Of course, in no technical sense was my continuing along the same path clearly "predestined", even if you don't believe in free will - any number of plausible forces could intervene to stop me - I could decide to stop because I just ran up a steep hill, or a meteor could hit me, or I could turn left and run into the grass for no reason - but the cows' failure to move until I'm almost on top of them certainly does not result from any nitpicking of causality. Possibly the cows are conditioned by the ranch hands they see more often, and which do stop before they get too close. Or, funnier and just as likely, they're just too damn dumb to recognize the pattern (my straight-line path) and extrapolate it to realize that I'm going to get to their position - not until I'm barely ten meters away.

For the sake of argument let's explicitly assume that there is something in the universe that is not predestined to happen in a certain way at a certain time - and if you'll accept any example, you'll accept that the decay of a single radioactive nucleus fits the bill as non-predetermined. Sure, trillions of them decaying together will fit a pretty nice predictable curve, but it's hopeless to try to predict the decay of individual nuclei; nuclei of the same isotope are, by any measure we know, absolutely indistinguishable, and they decay randomly (that is, without any pattern that we can recognize). The question, then, is: is an individual decay really non-predetermined? Or are we cows that just can't recognize the pattern that they're following? Most importantly, is it possible in principle for a non-pattern-recognizer to ever tell the difference between these two alternatives?

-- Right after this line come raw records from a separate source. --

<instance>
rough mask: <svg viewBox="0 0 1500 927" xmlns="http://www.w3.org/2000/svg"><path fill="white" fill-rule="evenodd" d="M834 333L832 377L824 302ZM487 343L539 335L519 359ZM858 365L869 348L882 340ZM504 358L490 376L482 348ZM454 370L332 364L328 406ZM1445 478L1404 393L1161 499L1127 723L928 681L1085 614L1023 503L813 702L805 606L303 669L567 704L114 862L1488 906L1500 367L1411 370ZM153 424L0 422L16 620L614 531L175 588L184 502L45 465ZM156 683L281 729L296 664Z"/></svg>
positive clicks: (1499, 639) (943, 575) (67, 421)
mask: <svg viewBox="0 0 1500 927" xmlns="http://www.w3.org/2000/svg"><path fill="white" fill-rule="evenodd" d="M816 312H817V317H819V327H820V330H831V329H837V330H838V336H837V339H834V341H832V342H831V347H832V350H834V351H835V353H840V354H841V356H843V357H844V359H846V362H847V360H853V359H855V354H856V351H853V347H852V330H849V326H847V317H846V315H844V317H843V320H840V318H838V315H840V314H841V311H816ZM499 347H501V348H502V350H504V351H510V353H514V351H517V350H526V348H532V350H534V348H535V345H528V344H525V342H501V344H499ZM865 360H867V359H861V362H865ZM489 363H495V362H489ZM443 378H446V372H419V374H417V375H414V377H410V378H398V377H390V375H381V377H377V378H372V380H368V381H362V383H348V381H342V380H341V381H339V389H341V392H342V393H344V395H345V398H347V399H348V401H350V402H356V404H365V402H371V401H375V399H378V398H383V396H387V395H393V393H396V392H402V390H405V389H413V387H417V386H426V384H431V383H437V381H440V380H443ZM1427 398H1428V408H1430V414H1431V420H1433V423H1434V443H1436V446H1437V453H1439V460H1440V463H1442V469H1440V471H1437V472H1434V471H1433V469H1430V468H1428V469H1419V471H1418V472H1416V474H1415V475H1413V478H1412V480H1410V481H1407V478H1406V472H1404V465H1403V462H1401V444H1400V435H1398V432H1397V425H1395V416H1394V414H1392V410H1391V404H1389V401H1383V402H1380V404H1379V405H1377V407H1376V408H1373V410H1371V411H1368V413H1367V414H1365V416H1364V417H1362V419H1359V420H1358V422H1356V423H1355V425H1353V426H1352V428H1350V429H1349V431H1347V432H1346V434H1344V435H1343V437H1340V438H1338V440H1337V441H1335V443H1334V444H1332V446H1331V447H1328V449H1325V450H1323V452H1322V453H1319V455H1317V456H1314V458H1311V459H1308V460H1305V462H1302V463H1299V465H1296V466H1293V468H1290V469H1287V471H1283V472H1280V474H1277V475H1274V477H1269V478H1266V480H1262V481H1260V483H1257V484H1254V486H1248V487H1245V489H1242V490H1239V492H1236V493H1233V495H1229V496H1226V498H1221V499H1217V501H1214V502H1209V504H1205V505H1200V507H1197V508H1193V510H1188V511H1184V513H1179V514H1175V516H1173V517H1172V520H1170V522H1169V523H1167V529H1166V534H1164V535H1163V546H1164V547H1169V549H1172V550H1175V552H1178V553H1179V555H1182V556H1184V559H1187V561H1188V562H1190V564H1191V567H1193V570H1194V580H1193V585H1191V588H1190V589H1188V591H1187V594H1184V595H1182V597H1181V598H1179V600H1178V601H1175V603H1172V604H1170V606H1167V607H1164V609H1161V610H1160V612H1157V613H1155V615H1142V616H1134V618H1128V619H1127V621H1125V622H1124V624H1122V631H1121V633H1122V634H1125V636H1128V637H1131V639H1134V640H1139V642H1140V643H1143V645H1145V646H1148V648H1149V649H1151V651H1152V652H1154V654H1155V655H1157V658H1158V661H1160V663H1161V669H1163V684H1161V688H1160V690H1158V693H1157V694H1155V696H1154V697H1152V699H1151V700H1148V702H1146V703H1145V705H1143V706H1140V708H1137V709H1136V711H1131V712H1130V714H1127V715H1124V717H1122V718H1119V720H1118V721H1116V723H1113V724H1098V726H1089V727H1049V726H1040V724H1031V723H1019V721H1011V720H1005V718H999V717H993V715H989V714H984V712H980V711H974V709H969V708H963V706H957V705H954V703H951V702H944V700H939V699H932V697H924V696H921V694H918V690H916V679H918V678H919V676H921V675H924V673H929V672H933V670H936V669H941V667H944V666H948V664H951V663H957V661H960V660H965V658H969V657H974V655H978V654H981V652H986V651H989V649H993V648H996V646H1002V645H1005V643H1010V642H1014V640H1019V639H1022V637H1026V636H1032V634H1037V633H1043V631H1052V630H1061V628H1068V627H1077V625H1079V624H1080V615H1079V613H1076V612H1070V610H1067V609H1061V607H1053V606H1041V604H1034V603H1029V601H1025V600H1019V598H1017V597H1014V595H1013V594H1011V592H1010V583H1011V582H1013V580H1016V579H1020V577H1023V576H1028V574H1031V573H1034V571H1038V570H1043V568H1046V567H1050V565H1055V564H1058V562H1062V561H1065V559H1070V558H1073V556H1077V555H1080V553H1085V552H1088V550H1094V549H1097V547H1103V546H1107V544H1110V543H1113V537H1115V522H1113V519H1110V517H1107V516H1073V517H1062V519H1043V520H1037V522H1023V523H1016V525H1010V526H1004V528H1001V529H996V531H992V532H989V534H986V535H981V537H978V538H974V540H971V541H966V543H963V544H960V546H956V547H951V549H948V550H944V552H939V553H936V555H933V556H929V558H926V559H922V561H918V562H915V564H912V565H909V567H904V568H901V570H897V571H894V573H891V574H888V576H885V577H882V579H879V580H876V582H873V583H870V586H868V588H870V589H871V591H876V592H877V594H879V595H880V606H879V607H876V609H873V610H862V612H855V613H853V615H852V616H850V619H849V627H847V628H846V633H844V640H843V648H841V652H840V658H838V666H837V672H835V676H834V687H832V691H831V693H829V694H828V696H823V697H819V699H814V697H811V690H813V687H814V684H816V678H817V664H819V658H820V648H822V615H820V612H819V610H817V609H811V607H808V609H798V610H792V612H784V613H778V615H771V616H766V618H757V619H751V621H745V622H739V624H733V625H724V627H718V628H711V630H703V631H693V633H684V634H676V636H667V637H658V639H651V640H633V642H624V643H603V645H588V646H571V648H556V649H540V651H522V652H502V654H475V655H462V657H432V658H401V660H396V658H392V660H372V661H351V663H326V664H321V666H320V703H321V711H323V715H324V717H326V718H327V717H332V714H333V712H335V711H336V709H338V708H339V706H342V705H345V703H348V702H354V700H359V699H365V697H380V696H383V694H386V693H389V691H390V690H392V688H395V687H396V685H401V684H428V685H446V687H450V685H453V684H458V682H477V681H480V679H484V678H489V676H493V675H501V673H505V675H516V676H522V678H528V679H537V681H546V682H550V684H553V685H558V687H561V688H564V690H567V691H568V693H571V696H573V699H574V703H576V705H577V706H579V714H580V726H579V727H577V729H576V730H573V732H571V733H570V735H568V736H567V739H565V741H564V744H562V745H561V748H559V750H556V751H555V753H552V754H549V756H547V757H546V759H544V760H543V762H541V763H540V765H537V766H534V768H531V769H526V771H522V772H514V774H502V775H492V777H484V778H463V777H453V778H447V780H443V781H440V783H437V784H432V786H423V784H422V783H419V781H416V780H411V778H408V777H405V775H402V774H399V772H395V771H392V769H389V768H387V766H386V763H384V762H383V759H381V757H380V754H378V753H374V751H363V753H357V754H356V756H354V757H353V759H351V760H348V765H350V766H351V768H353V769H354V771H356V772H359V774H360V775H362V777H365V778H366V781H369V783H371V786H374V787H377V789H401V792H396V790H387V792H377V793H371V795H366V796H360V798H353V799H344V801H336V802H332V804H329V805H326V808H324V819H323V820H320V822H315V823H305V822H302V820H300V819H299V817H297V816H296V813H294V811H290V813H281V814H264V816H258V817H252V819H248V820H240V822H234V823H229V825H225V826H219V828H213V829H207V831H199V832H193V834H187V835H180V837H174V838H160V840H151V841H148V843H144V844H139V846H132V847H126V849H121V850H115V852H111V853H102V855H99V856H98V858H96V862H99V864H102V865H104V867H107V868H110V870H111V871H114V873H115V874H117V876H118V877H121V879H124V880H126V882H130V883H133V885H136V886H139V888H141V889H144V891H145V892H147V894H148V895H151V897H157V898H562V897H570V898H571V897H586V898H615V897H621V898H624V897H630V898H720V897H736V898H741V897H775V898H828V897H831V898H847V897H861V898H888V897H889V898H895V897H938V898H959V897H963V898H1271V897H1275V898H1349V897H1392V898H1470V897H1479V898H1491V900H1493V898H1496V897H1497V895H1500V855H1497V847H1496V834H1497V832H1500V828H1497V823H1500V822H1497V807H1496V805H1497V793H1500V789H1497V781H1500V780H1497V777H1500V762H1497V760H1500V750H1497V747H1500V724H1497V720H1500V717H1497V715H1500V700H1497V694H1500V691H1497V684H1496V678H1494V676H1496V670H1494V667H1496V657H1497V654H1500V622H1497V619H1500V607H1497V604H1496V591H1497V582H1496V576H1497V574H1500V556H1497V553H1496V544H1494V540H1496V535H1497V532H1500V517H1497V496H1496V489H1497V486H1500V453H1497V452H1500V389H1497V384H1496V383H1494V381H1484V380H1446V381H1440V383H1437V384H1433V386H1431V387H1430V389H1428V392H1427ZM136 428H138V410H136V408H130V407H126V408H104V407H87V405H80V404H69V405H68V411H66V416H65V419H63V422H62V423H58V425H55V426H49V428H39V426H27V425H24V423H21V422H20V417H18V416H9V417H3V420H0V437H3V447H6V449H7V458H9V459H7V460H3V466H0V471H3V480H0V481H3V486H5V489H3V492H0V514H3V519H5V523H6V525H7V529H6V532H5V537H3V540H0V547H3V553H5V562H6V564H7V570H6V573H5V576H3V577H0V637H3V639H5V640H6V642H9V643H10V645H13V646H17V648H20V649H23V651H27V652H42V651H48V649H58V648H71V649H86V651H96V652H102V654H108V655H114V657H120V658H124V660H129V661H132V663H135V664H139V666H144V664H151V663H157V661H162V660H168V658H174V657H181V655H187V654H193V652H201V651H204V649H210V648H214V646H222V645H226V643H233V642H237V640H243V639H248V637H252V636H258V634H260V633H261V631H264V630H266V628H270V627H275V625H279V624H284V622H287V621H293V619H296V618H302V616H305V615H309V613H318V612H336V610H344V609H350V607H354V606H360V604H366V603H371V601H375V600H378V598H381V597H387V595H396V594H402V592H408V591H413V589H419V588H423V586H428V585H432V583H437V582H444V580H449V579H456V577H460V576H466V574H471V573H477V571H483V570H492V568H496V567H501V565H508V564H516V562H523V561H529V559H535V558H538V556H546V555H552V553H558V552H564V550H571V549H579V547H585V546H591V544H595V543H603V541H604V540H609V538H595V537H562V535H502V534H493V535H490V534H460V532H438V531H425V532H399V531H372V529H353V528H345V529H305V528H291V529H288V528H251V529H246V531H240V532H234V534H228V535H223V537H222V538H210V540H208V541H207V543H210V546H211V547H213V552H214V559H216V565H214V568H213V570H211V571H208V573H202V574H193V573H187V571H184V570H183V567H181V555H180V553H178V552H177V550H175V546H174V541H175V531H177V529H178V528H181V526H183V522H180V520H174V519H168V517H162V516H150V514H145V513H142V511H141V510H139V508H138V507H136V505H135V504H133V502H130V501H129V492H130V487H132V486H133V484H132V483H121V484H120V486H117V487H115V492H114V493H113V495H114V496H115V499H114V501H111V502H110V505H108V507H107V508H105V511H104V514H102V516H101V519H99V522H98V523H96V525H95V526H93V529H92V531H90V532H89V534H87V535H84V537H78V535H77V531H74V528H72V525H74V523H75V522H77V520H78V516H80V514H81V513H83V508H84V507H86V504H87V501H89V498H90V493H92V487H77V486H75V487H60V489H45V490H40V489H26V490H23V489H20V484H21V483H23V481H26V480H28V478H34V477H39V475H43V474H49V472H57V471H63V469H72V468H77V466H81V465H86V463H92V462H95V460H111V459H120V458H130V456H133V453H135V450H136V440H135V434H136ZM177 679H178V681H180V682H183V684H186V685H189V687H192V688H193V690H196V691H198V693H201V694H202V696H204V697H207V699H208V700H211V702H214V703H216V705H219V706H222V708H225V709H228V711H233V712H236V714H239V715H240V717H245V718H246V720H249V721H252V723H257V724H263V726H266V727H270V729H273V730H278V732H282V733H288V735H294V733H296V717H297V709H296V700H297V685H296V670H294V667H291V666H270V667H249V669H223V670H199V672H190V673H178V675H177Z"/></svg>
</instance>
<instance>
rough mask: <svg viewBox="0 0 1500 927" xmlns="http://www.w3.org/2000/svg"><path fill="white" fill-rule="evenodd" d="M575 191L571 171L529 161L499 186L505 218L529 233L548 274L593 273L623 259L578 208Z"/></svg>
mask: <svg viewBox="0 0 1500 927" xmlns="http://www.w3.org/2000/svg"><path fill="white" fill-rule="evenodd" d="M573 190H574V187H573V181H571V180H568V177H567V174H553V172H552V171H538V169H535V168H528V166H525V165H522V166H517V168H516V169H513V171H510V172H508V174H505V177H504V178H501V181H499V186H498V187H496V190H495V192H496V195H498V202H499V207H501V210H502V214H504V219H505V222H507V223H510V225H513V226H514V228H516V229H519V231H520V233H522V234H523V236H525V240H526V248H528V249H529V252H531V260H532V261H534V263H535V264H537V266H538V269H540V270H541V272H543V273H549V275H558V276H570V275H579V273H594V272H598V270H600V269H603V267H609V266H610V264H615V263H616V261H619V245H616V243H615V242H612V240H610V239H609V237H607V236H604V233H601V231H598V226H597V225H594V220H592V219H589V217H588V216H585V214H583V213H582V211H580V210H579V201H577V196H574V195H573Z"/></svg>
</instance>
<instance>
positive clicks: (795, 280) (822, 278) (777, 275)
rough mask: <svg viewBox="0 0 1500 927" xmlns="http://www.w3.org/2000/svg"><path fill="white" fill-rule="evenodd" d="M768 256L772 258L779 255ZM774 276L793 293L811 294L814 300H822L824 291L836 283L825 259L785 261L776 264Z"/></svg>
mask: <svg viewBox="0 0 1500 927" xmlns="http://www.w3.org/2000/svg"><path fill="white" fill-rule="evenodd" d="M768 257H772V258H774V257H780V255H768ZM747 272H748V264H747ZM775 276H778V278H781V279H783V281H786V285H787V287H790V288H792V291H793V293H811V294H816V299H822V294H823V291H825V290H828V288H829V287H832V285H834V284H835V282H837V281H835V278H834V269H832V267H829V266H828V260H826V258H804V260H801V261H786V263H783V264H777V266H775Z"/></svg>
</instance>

Because the universe contains a finite number of elements, infinite computing power isn't possible; therefore there will never be an infinitely powerful pattern recognizer. Consequently, the question asked in the previous paragraph becomes very important. If it is not possible for a non-pattern-recognizer to tell the difference between inability to recognize a pattern in a system, and actual non-predetermination in that system, then we can never tell if we have free will, or are merely stupid.